Satu hari, bagi anak yang telah ditakdirkan berambut gimbal, ia akan mengalami demam yang tinggi yang kemudian diikuti oleh merekatnya helai-helai rambut yang kemudian menjadi gimbal. Terdapat juga karakteristik gimbal yang tampak berlainan jika dilihat. Macam-macam gimbal tersebut seperti Gembel Pari, gembel baris dan gembel wedus. Tidak serta merta rambut yang telah tumbuh gimbal ini akan dapat dipotong. Pemotongan rambut ini harus melalui prosesi panjang mulai dari memberi pertanyaan kepada anak yang berambut gimbal mengenai apa yang ia inginkan ketika akan dilaksanakan prosesi pemotongan rambut ini.
Pertanyaan mengenai apa yang diinginkan oleh sang anak ketika akan dipotong rambutnya harus ditanyakan ketika anak bangun tidur di pagi hari. Jawaban pertama yang diminta sang anak harus dapat dipenuhi oleh kedua orang tuanya. Uniknya tiap individu manusia juga membuat permintaanpun sangat bervariasi. Mulai dari hanya permintaan sepele seperti meminta suatu makanan hingga ke barang-barang berharga mahal. Ajaibnya, permintaan ini relatif sama jawabannya walau ditanyakan berulang kali.
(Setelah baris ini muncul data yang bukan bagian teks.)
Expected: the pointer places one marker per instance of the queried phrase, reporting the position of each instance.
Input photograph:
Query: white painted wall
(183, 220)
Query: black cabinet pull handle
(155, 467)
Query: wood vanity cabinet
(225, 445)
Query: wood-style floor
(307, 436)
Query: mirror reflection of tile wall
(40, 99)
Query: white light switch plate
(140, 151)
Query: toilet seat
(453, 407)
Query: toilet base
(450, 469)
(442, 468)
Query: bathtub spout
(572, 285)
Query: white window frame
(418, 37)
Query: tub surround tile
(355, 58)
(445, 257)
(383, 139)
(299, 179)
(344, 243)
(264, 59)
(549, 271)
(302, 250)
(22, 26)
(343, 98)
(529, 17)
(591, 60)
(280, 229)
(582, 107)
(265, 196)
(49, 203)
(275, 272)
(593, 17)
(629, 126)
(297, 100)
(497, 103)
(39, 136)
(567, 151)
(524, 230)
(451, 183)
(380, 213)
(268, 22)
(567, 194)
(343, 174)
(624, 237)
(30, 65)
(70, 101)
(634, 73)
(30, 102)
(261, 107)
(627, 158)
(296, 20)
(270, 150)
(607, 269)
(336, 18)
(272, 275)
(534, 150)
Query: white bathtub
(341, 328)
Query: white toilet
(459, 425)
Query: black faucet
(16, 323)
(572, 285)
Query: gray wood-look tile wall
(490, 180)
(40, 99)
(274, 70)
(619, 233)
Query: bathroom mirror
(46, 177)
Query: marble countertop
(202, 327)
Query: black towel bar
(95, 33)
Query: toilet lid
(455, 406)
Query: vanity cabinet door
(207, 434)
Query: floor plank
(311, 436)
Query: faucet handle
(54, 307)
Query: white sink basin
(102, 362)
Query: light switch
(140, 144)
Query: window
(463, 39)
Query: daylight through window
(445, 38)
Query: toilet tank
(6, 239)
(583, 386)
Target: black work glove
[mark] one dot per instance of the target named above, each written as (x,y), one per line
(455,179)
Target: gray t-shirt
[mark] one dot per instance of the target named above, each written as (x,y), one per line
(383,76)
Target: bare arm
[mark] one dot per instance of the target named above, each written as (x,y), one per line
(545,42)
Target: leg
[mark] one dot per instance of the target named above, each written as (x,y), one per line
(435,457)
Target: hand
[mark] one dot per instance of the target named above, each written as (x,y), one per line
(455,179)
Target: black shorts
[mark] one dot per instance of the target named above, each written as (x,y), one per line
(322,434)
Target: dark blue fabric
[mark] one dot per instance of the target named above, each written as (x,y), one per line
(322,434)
Permintaan-permintaan yang sulit dipenuhi akan membuat pemotongan rambut menjadi tertunda di satu waktu yang telah ditentukan di tahun berikutnya.
Pengaruhnya terhadap Kepribadian
Bagi orang-orang yang berambut gimbal, dipercaya terdapat kepribadian yang lebih berani daripada manusia yang ditakdirkan berambut normal. Fenomena ini tidak terbatas pada rambut gimbal yang berdomisili di Dieng. Beberapa kasus ditemukan juga dalam individu yang mempunyai keturunan langsung dari Penduduk Dieng walau berdomisili di luar wilayah dieng. Rambut ini seakan menjadi pertanda suasana hati bagi pemiliknya. Ketika sedang marah, rambut gimbal yang biasanya terdapat dalam satu bagian kulit kepala akan berdiri tegak seolah-olah mengikuti suasana hati yang merasa terancam.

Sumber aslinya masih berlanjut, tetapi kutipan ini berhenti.